The 1–Boc–3–hydroxymethylpyrrolidine is an essential pharmaceutical intermediate. As with the R–configuration, which can be used as an intermediate of a selective estrogen receptor degradant (SERD) for treating estrogen receptor body–positive breast cancer [15], the S–configuration can be used as an intermediate in the development of bis((isopropoxycarbonyl)oxy) methyl ester prodrugs for anti–platelet aggregation [16]. Thereby, the intermediates introduce chiral raw materials and chiral centers in the synthesis, which need to be controlled in purity to achieve the best effectiveness. Hence, developing a simple and fast identification method becomes vitally important.
Graphene is a 2D single–layer carbon with a hexagonal honeycomb structure composed of sp2 hybrid orbitals [17]. It has broad application prospects in optical, electrical, and mechanical properties, with potential applications in materials science, energy, biomedicine, and drug delivery [18]. As an electrode material, reduced graphene oxide (3D–rGO) has a large specific surface area as well as extraordinary mechanical, thermal, and electrical properties. This kind of material is beneficial to the loading of chiral selective agents, which are characterized by a large number of active sites and high conductivity to improve sensitivity [19,20,21].

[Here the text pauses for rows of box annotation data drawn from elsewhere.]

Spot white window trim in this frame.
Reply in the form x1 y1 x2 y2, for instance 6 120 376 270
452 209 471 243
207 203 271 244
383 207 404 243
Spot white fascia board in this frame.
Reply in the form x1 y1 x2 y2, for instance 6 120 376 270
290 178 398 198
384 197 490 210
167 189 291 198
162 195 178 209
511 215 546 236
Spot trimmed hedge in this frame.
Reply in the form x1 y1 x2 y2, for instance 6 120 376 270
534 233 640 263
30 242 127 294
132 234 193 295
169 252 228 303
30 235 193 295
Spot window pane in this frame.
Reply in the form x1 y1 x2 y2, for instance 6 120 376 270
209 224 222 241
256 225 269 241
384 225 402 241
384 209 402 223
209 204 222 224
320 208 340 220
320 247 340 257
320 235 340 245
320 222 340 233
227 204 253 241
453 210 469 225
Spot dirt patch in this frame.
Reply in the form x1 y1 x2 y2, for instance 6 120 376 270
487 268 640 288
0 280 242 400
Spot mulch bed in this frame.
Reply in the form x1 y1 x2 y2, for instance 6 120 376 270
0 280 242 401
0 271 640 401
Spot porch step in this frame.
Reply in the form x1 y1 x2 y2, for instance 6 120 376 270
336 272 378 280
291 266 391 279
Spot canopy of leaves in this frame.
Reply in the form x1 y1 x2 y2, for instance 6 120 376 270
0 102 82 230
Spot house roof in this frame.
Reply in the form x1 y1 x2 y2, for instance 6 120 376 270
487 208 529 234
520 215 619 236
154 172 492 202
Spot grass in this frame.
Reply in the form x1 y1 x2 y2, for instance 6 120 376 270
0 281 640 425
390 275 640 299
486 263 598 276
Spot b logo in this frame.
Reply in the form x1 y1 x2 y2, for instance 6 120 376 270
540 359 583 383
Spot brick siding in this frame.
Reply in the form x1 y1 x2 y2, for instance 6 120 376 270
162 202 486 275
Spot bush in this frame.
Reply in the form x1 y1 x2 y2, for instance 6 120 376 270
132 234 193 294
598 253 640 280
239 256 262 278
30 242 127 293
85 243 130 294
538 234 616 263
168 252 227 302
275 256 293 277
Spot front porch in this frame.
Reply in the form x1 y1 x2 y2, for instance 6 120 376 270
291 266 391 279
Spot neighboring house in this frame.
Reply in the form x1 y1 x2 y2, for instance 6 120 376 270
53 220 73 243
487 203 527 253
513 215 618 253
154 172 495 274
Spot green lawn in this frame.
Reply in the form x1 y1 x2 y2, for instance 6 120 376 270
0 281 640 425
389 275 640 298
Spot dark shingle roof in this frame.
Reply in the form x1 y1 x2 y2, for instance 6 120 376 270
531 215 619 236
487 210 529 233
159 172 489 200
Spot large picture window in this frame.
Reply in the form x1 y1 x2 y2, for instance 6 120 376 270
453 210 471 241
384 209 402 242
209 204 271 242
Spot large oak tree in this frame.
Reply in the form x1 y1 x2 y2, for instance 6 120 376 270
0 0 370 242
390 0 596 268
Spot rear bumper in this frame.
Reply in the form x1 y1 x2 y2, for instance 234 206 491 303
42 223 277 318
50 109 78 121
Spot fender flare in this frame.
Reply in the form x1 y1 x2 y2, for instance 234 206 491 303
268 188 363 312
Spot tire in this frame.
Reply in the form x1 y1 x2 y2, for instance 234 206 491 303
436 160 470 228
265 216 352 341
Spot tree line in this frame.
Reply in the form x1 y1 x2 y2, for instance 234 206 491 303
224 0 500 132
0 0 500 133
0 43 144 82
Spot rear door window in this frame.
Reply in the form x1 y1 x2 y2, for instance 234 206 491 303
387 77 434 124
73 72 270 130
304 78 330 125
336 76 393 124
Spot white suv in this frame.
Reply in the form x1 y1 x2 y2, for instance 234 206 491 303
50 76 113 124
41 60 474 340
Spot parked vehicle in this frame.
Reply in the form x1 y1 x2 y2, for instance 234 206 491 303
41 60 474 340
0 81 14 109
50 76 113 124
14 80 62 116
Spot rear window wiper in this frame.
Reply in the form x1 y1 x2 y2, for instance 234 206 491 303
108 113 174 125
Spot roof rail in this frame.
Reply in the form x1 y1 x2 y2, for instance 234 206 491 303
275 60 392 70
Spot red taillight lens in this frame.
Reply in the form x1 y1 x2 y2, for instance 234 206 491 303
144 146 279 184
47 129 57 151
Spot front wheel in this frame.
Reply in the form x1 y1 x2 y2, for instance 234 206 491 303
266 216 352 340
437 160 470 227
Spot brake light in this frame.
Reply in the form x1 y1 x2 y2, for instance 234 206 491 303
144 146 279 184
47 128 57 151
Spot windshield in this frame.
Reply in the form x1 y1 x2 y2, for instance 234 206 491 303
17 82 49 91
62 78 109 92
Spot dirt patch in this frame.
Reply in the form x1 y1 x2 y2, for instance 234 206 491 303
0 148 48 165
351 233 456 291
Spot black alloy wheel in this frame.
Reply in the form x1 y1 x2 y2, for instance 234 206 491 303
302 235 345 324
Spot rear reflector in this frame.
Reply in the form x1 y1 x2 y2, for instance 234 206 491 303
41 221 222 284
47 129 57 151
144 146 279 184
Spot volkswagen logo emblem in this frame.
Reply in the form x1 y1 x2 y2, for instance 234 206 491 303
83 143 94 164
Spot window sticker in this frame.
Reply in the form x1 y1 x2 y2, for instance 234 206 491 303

Polysaccharides have an extended double–helix conformation and many chiral sites. There are two types of chitosan (CS), namely crustacean deacetylated CS and fungal deacetylated CS [22]. CS has a relatively stable structure and is biocompatible; it has been used in the treatment of skin tissue damage with biomaterials [23] and drug delivery systems [24]. The advantage of containing a large amount of chirality [25,26] has become important for chiral selectivity. In the biochemistry and electrochemistry fields, it is widely used in amino acids [27], food [28], pesticides [29], immunosensors [30], etc., whereas, due to its dielectric and insulation properties, it is rarely used alone for chiral recognition [31]. For example, Pei et al. used CS and sodium alginate (SA) self–assembly to detect tyrosine isomers with a peak current of 7 μA. Jing et al. [13] reported that ptca–functionalized multi–walled carbon nanotubes (MWCNTs) were cross–linked with CS to recognize tryptophan, with a peak current of 35 μA. In this study, the peak current of 3D–rGO–CS/GCE was significantly increased compared with that of 3D–rGO/GCE in 0.1 M KCl containing 5 mM [Fe(CN)6]4−/3− solution.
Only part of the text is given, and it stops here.